Proton and Tuta have free offerings. Posteo and mailbox have the cheapest paid offering, but posteo doesn’t allow custom domains.
Tuta won’t work w/ Thunderbird, but they do have a desktop app.
Proton should work with their bridge.
It works fine for me fwiw
posteo is really cheap but a great service
If you want free tier with good privacy practices, Proton is going to be the best option.
I have several paid webhost accounts already, so I just use those for email. Any important messages (which are increasingly rare) are saved to PDF and stored offline (business/tax/medical info, etc.), and the rest is purged once read/sent.

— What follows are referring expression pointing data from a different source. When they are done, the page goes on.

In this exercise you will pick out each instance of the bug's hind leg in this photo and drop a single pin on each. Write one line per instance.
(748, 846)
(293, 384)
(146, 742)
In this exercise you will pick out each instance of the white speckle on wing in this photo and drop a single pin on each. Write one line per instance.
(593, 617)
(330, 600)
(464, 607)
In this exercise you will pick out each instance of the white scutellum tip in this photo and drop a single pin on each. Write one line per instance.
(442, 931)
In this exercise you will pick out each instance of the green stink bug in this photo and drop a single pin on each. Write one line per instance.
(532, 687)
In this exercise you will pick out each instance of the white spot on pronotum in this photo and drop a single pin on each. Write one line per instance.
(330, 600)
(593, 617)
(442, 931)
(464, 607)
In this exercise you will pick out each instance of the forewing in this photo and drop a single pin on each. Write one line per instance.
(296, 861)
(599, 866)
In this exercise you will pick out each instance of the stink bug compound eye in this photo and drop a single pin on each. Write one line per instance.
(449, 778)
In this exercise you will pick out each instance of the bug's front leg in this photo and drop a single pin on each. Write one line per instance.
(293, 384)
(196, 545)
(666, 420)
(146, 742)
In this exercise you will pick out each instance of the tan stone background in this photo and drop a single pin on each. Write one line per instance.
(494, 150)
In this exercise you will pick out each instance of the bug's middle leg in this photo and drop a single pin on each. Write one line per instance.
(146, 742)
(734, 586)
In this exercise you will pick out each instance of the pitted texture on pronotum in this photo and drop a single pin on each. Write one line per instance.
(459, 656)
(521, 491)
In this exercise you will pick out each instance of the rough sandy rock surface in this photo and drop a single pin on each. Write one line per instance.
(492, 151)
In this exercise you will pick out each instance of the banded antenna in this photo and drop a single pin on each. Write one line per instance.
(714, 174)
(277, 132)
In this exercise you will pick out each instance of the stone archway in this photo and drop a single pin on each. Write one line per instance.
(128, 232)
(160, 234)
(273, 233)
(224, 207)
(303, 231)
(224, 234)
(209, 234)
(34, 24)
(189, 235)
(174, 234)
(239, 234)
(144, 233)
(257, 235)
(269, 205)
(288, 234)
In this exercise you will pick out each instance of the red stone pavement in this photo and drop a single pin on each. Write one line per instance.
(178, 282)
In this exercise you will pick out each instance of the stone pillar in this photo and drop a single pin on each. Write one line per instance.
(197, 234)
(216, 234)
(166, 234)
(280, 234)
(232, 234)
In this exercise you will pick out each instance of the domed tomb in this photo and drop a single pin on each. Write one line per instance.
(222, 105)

I have several addresses at cock.li. Uptime is not the best, around 98%, but free. According to their policy they don’t collect any personal data, but they comply with legal requests. https://cock.li/help
You can select from a lot of domains, some of them ar normal like firemail.cc or airmail.cc, some of them are funny like aaathats3as.com, some of them are edgy like cocaine.ninja or national.shitposting.agency, some of them are racist like nuke.africa or hitler.rocks
I have started using Mailbox.org since about a year with several custom domains. Its around 3 €/$ per month for the basic tier which also includes some cloud storage and an online office suite (of which neither I use). I’ve been happy with it.
I assume that your inbox size counts against the cloud storage they provide?
There’s a separate quota for email storage and cloud storage.
About a year ago, I trialed both Proton Mail and Tuta mail. Proton mail worked out better for my needs, but YMMV. 
One nice thing about switching providers is that it gives you the opportunity to rid yourself of years of built-up cruft and spam.